| Whisper works ... kinda. I'm hoping there's another set of models released at some point, the error rate isn't appalling to me because i am transcribing TV shows and radio shows for personal use, so it's not mission critical. There are a few whisper diarization "projects" but i've never been able to get it to work. Whisper does have word-level timestamps, so it should be simple to "plug in" diarization.

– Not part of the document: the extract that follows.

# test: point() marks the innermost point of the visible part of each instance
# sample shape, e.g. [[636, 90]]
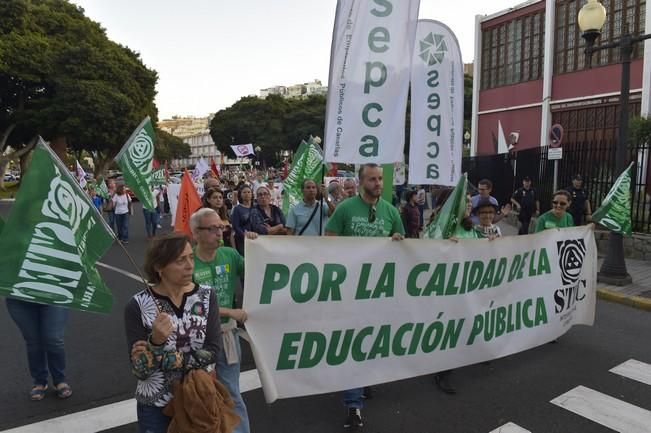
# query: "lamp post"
[[592, 17], [258, 151]]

I don't need an LLM or whatever this project has, but i will see if it's runnable and if it's any better than what a couple podcasts i listen to use. edit: see some people mentioning whisperx, which is one of those things that was cool until moving fast broke things: >As of Oct 11, 2023, there is a known issue regarding slow performance with pyannote/Speaker-Diarization-3.0 in whisperX. It is due to dependency conflicts between faster-whisper and pyannote-audio 3.0.0. Please see this issue for more details and potential workarounds. which means that what i gain is a ~3x increase in large-v2 speeds but i instantly lose those gains with diarization, unless i track down 8 month old bug workarounds. I'll stick with the py venv whisper install i've been using for the last 16 months, tyvm |
https://github.com/MahmoudAshraf97/whisper-diarization
I remember having the usual python package hell when NeMo was updated somewhere, but it seems to be decently well maintained so give it a go.
*Edit, I remember reading somewhere that pyannote was a weak link in other repos, that might be why your other tests were not great.